Igreja de Santa Maria e São Ibhay siríaco
Igreja de Mar Mamas, que foi construído em 749 dC e é uma das mais antigas igrejas maronitas no Líbano;
Igreja de São Miguel
Igreja de Saint Simon

São Pedro.

Conventos

Convento de São Cipriano
Convento de São Jacob
Convento de São Moura
Convento de Saint Paul
Monastério de Mar Sarkis, Ras Al Nahr, Ehden

Convento da Santa Cruz

Meio Ambiente

A cidade é também o lar da Floresta Ehden, com uma variedade de árvores, plantas, flores e animais raros.
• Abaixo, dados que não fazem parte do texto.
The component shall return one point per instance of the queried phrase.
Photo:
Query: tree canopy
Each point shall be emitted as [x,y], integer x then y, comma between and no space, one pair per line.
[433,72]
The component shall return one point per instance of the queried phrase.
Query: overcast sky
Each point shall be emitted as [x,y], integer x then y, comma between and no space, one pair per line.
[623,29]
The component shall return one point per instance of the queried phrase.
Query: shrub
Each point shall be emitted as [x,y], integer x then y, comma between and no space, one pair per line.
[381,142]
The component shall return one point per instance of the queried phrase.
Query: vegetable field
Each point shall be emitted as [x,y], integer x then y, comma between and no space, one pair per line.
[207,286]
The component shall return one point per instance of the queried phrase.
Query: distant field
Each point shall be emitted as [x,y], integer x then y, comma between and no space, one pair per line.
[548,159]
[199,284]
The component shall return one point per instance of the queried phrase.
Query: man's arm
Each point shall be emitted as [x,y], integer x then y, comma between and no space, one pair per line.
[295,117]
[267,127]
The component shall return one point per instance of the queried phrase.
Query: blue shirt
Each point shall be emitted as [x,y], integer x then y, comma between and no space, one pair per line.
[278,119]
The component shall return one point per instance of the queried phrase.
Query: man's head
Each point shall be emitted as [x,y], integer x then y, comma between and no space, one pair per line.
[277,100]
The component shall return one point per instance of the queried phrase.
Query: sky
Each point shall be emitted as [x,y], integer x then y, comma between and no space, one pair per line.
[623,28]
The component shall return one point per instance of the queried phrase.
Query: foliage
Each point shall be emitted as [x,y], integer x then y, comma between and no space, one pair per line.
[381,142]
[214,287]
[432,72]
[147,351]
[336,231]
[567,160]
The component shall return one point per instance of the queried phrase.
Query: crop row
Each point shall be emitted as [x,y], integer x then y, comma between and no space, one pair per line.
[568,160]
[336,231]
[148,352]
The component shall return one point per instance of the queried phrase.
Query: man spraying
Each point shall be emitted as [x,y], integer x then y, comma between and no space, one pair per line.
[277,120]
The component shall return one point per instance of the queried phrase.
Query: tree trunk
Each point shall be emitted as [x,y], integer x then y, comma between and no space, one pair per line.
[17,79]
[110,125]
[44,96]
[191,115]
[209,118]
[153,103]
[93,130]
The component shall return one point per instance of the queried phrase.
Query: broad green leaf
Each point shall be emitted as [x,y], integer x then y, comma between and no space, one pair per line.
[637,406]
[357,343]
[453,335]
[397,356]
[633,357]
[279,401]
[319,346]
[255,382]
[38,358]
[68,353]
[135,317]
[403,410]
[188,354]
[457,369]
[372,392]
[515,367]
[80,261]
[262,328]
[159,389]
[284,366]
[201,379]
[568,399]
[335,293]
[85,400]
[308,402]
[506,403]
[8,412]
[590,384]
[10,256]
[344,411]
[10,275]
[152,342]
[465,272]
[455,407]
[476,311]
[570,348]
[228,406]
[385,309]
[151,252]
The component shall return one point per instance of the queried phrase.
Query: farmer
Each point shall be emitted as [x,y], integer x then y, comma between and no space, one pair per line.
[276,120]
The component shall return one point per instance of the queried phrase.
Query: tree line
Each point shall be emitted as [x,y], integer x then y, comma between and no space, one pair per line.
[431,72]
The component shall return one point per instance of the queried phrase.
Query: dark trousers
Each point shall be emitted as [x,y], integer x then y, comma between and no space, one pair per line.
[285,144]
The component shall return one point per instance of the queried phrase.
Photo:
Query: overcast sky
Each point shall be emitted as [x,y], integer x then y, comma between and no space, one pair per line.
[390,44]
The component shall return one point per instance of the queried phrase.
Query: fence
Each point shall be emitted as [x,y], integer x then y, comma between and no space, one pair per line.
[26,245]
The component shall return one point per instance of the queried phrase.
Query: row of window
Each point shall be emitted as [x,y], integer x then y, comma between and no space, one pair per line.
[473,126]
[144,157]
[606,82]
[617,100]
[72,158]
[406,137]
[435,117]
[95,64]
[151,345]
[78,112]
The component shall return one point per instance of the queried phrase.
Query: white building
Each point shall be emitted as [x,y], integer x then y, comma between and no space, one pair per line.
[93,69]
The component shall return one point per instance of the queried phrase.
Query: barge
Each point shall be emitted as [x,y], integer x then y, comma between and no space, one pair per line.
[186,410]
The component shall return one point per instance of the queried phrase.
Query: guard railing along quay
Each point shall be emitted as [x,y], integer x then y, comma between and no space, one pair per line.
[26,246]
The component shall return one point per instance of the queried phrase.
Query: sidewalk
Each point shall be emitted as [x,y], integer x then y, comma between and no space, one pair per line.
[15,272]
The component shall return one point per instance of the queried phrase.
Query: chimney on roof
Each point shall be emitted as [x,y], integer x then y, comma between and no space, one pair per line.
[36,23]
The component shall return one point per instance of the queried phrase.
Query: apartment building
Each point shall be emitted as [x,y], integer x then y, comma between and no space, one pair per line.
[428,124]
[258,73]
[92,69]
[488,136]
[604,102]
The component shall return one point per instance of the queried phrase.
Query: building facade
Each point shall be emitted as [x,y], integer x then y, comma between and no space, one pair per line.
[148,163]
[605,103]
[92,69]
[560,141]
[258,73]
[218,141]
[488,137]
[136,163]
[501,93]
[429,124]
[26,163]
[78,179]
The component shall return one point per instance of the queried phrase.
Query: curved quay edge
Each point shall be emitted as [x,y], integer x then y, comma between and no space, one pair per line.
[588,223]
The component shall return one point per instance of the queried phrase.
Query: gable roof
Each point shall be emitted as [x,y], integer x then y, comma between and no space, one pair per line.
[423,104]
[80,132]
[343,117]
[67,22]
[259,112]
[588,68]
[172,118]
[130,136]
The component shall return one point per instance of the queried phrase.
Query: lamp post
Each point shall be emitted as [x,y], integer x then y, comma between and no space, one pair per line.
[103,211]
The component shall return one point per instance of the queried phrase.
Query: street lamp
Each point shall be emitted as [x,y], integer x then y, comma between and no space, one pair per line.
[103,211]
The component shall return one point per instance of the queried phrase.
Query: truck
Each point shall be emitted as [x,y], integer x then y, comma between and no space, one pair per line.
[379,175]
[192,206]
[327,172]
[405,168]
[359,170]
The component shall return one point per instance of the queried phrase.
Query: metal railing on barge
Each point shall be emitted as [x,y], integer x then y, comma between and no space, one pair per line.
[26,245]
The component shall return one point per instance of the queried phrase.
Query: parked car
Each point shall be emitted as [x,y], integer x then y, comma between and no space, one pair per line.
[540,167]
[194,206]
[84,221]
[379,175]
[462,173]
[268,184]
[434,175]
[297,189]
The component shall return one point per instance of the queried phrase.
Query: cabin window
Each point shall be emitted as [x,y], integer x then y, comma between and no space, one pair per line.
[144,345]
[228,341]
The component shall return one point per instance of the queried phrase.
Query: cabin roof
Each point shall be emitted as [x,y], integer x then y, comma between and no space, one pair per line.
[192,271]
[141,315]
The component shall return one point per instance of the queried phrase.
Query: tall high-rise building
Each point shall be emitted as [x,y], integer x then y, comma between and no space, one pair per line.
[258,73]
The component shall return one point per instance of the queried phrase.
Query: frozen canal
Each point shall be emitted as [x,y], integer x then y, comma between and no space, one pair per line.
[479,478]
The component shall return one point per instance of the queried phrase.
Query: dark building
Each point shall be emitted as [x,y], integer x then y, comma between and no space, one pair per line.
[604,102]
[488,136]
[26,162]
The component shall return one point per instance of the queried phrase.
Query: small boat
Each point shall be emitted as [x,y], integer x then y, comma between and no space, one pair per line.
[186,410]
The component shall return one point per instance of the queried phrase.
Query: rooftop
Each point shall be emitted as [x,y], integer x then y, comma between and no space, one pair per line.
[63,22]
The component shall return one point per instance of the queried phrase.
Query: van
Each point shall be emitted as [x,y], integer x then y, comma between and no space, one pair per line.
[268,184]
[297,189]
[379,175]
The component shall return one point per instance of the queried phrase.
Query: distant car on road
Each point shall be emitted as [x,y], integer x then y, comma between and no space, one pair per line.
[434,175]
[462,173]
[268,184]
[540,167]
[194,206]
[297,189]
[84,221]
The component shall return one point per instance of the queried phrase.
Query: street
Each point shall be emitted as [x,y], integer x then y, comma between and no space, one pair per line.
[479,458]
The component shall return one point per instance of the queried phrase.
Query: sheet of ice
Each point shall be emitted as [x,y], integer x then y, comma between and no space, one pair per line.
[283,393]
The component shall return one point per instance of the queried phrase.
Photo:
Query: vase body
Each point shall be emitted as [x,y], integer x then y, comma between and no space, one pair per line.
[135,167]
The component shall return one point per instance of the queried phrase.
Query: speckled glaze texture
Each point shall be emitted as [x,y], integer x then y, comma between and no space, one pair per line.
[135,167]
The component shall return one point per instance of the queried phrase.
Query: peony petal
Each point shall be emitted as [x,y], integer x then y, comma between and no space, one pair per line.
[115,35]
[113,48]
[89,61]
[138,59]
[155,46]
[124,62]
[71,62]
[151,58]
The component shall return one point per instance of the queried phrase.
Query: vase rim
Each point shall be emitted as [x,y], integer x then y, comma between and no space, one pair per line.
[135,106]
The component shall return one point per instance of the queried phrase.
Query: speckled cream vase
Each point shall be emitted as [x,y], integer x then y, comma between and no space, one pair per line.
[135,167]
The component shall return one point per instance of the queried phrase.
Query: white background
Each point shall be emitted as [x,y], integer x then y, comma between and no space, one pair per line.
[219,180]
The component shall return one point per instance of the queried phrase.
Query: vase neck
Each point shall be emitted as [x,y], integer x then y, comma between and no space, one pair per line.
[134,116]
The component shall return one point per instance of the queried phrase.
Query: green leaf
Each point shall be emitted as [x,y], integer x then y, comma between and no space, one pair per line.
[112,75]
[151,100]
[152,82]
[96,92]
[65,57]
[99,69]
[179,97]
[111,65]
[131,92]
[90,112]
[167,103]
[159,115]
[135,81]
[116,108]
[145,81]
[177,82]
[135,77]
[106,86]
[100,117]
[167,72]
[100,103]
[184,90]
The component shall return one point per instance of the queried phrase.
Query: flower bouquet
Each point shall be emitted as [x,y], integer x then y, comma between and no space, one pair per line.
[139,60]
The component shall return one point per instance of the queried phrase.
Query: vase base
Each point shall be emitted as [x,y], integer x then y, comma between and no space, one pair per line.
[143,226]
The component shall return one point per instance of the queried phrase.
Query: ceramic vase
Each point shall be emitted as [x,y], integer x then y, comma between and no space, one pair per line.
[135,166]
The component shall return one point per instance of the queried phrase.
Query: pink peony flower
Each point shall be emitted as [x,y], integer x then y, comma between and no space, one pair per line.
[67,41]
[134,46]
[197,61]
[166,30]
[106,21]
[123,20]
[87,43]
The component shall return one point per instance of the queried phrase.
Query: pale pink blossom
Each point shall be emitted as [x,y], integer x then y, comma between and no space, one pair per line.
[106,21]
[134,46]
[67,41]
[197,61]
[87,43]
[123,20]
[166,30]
A floresta foi declarada uma reserva natural protegida pelo governo libanês em 1992.  Localizada no lado noroeste da cidade, ocupa uma área de 3000 hectares, com uma elevação de 1300 a 2000 metros do nível do mar. A floresta tem uma variedade de 40 tipos diferentes de plantas nativas, como cedros, abeto, pinho, elm e muitos outros. Além disso, 400 plantas distintas diferentes foram identificadas, dos quais 66 crescer apenas no Líbano, e 11 são endêmicas de Ehden.

Algumas das plantas distintivas da Ehden

Libanotica Stripirtps, descoberto pelo botânico e cientista La Plader em 1758.

Diatanos Karam, descoberto em 1870 pelo botânico Le Blanche que deu o nome em homenagem de Youssef Bey Karam.

Flor da floresta de Ehden (Zahret Horsh Ehden)

Libanotica Cotsina, uma planta espinhosa.

O dente do tigre libanesa (Sin al-Asad al-Loubnani)


Algumas fotos de Ehden e Zgharta

























Próxima parada Bsharre no vale do Qadisha e a Floresta dos Cedros de Deus


2 comentários:

  1. meu avô paterno veio de Zgharta,
    imagino que no início da decada de 1880.
    Ele morreu no Brasil com 68 anos. em 1931.
    Aqui o nome dele era Francisco Marolino Mansur.
    moro em Vila Velha, estado do
    Espírito Santo, Brasil

    ResponderExcluir
  2. meu avô paterno veio de Zgharta,
    imagino que no início da decada de 1880.
    Ele morreu no Brasil com 68 anos. em 1931.
    Aqui o nome dele era Francisco Marolino Mansur.